The Metropolitan Area Planning Council's guidelines for bike parking advise providing one space for every four students at colleges and universities, and one for every 10 automobile spaces at factories, entertainment venues, and commercial districts. The council's bicycle parking program reimburses the cost for new racks in the 101 cities and towns that it serves.

The City of Boston has bought 250 racks through the program this year. About half have been installed, and Nicole Freedman, the mayor's bike czar, hopes to have them all in place by November. The racks are going in throughout the city, mostly near shopping areas, schools, and community centers, responding to requests from cyclists. The city will add another 250 each year for the next two years if needed.

Even without cyclist feedback, the best locations are self-evident.

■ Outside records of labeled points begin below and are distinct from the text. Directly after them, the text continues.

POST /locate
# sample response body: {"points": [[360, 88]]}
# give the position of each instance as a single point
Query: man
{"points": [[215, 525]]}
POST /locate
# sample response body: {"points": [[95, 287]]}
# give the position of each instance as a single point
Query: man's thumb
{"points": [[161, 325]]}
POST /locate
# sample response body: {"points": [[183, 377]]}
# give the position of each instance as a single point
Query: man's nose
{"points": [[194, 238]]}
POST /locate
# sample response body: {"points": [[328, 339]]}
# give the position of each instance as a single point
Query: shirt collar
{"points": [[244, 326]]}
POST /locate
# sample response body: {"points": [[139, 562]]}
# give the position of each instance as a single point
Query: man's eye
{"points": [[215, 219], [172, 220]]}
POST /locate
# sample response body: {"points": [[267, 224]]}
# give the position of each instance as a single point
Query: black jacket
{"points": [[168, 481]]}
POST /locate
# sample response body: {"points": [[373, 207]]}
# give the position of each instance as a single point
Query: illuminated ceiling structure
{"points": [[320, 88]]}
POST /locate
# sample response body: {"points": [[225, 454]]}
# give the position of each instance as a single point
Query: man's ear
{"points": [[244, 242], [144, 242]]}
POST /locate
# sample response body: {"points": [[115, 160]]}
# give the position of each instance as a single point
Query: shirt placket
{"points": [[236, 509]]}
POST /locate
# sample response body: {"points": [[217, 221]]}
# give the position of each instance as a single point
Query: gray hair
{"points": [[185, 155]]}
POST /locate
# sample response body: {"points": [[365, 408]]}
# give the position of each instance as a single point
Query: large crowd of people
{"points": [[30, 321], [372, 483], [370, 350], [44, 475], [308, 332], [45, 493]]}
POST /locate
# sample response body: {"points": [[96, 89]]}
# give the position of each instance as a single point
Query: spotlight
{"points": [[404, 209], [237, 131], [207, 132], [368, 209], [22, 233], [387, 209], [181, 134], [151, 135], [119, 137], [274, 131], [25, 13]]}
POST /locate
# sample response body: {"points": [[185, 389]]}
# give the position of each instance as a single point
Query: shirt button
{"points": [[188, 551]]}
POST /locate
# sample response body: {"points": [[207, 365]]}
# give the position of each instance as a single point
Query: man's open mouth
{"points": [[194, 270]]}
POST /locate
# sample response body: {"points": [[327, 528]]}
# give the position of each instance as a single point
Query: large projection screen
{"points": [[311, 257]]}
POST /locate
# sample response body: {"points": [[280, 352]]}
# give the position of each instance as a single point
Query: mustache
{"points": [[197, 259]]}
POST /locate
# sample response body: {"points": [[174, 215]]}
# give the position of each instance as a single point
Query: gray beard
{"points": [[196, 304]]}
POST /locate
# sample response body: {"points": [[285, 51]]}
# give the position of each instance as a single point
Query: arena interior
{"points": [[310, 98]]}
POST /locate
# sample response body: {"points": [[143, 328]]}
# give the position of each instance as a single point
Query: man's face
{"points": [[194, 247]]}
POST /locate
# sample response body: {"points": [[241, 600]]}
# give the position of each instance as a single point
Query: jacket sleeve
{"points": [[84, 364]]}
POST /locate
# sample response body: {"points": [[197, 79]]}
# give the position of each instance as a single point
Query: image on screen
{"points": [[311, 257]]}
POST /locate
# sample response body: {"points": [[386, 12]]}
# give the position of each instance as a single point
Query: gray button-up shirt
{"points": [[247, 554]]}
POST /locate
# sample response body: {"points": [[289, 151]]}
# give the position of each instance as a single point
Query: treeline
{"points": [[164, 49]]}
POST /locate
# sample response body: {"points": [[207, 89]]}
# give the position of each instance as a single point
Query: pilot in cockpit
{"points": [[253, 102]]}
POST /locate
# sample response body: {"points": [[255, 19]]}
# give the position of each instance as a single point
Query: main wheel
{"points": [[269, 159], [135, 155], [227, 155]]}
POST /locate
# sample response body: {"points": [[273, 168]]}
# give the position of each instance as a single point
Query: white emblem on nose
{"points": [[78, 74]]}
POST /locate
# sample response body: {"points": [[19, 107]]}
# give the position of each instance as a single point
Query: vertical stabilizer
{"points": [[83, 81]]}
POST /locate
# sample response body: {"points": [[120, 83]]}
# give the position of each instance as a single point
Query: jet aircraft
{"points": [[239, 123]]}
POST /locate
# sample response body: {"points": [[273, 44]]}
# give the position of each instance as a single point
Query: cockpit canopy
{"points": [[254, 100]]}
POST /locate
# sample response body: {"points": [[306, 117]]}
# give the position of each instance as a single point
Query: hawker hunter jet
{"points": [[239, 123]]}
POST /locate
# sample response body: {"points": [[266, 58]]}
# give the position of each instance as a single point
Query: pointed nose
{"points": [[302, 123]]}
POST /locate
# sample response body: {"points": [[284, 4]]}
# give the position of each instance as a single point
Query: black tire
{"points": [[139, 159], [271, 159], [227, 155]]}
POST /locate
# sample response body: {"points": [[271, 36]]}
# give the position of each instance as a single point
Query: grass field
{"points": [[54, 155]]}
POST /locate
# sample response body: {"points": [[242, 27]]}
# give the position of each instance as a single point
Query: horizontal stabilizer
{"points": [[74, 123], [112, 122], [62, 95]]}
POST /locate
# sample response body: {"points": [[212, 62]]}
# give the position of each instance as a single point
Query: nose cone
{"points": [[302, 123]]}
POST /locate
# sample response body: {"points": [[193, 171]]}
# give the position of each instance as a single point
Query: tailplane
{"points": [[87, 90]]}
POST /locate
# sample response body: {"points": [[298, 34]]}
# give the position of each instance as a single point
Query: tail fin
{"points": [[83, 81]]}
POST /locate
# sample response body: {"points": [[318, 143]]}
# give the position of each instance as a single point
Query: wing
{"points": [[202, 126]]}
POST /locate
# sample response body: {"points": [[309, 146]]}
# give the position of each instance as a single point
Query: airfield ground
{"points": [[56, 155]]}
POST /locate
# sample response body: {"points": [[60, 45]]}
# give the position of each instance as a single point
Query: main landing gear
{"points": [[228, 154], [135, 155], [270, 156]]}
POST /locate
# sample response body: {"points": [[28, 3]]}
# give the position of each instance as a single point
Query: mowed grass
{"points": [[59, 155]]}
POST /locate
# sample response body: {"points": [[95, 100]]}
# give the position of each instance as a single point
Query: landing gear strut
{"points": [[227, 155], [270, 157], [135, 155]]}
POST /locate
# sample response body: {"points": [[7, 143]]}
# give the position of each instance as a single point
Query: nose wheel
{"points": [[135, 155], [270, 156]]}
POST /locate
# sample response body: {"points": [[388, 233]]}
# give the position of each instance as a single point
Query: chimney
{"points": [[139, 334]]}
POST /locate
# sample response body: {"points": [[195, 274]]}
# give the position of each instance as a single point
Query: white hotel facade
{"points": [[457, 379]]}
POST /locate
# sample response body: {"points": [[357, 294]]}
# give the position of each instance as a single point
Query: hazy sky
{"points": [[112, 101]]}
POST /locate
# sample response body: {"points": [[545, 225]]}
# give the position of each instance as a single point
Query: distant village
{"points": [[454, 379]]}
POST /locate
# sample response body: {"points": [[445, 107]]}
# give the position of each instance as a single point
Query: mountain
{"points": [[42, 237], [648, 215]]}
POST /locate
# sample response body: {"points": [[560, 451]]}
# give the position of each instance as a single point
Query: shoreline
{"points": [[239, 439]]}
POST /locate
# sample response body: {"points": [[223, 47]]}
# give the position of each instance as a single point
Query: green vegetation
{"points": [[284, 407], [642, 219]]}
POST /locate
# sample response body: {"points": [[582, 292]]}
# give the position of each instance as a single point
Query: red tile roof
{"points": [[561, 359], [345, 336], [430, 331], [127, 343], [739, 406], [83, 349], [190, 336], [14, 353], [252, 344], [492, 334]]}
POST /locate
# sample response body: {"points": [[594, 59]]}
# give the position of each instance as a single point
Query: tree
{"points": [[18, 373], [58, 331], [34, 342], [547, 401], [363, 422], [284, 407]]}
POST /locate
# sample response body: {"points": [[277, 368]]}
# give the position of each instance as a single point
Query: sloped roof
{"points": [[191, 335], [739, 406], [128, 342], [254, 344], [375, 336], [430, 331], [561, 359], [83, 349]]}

"When bicycles are parked to parking meters, fences, and railings, it's clear that not enough bicycle parking is provided within that area," council spokesman David Loutzenheiser, who also chairs the MBTA Bicycle Transit Committee, said in an e-mail.

The council launched the program in 2006, and so far, 27 of the 101 eligible communities have purchased enough racks to park 1,880 bikes. "By establishing the bike parking program, we are providing the communities the incentive to provide this needed parking and of course to encourage alternative forms of transportation to driving," Loutzenheiser said.

MassBike's Watson says bike parking has to be treated like car parking, installed in safe places and included in construction plans. And it needs to happen quickly.

In Brighton Center, restaurant employees and patrons chain up in improvised locations at night, while a rack in front of a bank stands empty.

"It's not lit there at night, and it's just not a safe place to leave your bike," said Chris Ditunno, who rides to her evening job and created the group Allston-Brighton Bikes in May to organize cyclists in the neighborhood.

The Alewife bike cages opened just five months after the MBTA Bicycle Transit Committee identified parking as its top priority to improve multi-modalism on the T. "Parking is definitely improving, but we'd like to see it improve at a faster pace," Watson said.

A week after the new cages opened at Alewife, the west cage was full, but even though the east cage had 100 empty slots, 18 bikes were chained to railings. A Bertucci's employee locking up his wheels to a railing did not know he could get a free card to use the cages.

"This is great information. Now I won't have to worry about my bike being stripped while I'm at work," he said as he headed into the station to get his Charlie Card.